Saturday, February 04, 2006

Fixing the negative savings rate

The NY Times has an editorial tomorrow about what the government and private companies can do to help people save for retirement and reduce the individual risk that are increasingly burdening workers. The savings rate for 2005 was -0.6 percent, which is the first time since 1933, in the middle of the Great Depression, when the U.S. savings rate was negative. Much of the dissaving has been caused by the recession, increased consumption financed by refinancing of mortgages. However, the record deficits caused by Bush's tax cuts, which benefited primarily the wealthy, have made the future more uncertain because of the budget deficit's relationship with the current account deficit. Both have not been seen as too much of a problem because other countries, primarily Japan and China, continue to buy American government debt. However, there is a high risk of a disorderly currency devaluation of the U.S. dollar in the short- to medium-term which will compound the problems of people saving for retirement by reducing national income and perhaps also popping the housing boom and reducing house prices significantly.
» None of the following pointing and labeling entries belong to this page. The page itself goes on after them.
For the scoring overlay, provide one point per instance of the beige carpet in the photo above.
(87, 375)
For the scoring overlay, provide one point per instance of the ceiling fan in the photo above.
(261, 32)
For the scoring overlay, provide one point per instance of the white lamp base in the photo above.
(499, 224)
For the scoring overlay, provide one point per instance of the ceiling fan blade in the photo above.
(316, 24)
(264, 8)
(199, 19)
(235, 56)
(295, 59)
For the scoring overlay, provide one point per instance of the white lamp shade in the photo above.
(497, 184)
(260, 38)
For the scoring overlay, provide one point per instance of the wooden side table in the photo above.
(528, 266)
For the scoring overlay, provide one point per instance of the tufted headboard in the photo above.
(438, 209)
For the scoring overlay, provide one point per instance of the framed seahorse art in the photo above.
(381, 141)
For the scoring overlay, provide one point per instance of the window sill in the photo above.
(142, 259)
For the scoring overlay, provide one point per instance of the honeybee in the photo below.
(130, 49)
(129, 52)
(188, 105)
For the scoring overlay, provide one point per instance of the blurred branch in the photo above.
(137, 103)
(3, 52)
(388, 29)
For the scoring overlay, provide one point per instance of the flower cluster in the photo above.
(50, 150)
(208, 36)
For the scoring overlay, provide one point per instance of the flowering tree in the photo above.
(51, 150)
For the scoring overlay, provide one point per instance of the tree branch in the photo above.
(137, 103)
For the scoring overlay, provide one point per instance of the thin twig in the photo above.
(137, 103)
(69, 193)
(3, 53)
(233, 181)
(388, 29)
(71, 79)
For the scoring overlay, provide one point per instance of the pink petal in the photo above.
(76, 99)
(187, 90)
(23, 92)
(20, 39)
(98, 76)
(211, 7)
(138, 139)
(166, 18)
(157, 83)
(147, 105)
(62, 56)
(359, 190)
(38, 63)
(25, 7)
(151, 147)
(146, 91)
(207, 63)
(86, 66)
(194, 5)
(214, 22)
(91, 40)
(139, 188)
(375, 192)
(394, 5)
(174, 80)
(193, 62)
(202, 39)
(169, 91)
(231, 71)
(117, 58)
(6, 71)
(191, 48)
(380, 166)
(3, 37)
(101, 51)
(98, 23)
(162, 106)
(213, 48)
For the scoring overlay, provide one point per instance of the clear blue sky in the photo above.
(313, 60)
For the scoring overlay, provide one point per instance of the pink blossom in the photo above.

Instead, the government should roll back much of Bush's tax cuts and provide more support for individuals saving for retirement and reducing the chances of a currency devaluation, which would hurt the domestic economy tremendously. The New York Times editorial sums up the general rationale for government action on increasing savings and making sure people have adequate resources when they retire: It simply makes no sense, socially or economically, for each person to increasingly bear the risks of financing old age when that risk is more efficiently borne on the much broader shoulders of Washington and corporate America. What America needs are leaders who understand that asking ordinary citizens to assume ever-greater risks is not the path to greater security.